Mit Batman und Superman im Kino ist das eine interessante Sache: Wenn Superman groß im Kino war, war es Batman nicht – das gilt auch andersrum. Während der George-Reeves-Ära gab es keinen Batman, während der Adam-West-Ära gab es keinen Superman. Während Christopher Reeve im Kino lief, gab es keinen Batman, während Burton und Schumacher ihre Batman-Filme machten, war Superman nur im Fernsehen präsent, während Christopher Nolan seine Dark Knight-Filme drehte, gab es nur Smallville und Superman Returns, der aber ohne große Resonanz in der Versenkung verschwand.

Diese Geschichte beginnt schon in den 40ern. Im Jahr 1941 debütierte Superman mit 17 legendären Zeichentrickfilmen im Kino, während Batman nur zwei billige Serials bekam, die noch trashiger waren als Adam Wests Auftritte in den 60ern. Die Trickfilme, von denen die ersten neun aus den Fleischer-Studios stammten, waren bahnbrechend – und ein Vorläufer der Batman Animated Series der 90er.

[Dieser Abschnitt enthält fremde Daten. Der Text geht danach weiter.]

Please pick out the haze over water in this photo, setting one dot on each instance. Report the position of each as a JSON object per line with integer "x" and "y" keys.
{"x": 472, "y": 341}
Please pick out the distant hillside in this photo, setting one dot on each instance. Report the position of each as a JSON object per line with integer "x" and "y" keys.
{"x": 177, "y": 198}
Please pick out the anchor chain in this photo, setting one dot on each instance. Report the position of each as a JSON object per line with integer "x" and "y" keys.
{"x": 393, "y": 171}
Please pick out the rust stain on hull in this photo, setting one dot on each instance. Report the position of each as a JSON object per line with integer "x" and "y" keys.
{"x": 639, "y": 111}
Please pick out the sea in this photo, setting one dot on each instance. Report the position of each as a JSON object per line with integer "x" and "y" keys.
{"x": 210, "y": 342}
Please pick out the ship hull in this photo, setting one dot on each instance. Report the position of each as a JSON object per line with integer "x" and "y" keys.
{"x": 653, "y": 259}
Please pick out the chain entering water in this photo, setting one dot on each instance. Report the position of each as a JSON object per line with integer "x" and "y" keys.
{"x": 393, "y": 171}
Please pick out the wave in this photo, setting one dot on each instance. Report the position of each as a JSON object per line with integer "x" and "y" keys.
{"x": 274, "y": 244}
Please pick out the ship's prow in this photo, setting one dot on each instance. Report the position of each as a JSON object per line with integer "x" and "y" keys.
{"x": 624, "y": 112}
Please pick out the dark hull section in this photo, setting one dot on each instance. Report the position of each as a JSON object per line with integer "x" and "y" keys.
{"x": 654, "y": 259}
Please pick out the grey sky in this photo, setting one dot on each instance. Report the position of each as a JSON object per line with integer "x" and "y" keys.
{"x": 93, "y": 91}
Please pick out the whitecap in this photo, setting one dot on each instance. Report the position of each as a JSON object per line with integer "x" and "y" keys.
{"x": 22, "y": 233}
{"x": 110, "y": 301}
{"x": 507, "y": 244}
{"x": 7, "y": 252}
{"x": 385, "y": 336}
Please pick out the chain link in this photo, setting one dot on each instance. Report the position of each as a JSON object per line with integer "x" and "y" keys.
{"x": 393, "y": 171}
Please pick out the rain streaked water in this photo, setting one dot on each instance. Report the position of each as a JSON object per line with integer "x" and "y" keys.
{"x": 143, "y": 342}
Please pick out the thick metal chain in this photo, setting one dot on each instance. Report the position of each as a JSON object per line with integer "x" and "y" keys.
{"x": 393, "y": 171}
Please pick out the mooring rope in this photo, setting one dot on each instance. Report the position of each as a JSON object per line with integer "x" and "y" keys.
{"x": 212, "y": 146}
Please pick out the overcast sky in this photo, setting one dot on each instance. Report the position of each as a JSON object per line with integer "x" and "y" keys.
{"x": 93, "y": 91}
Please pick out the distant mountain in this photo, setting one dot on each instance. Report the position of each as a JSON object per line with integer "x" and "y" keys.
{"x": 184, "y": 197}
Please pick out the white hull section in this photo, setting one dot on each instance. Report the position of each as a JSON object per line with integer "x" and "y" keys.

Zu Beginn sehen wir Superman wie ein Komet oder eine Rakete durchs Bild fliegen: „Look, up in the sky! It’s a bird! It’s a plane! It’s Superman!“ Das ist bemerkenswert, denn 1941 konnte der Held noch gar nicht fliegen. Und so heißt es auch im zweiten Vorspann, dass er nicht nur „faster than a speeding bullet, more powerful than a locomotive“ sei, sondern auch fähig, Hochhäuser zu überspringen. Aber das ändert sich in diesem Serial.

In Episode 9 heißt es, statt dann: „Able to soar higher than any plane“, fliegen sieht man ihn aber eindeutig erst in Episode 10 (Japoteurs), wenn er tatsächlich mit einem Flugzeug mithalten kann, er hält sogar eines vom Absturz ab, indem er es in der Luft bremst und auf dem Boden absetzt.

In Episode 11 ist der Vorspann ganz anders, diesmal misst sich Supermans Kraft nicht mehr an technischen Errungenschaften, sondern an Naturgewalten: „Faster than a streak of lightning, more powerful than a pounding surf! Mightier than a roaring hurricane!“ In der Episode sehen wir Superman wieder nicht fliegen, sondern eindeutig fallen. Er muss sich festhalten, um nicht abzustürzen.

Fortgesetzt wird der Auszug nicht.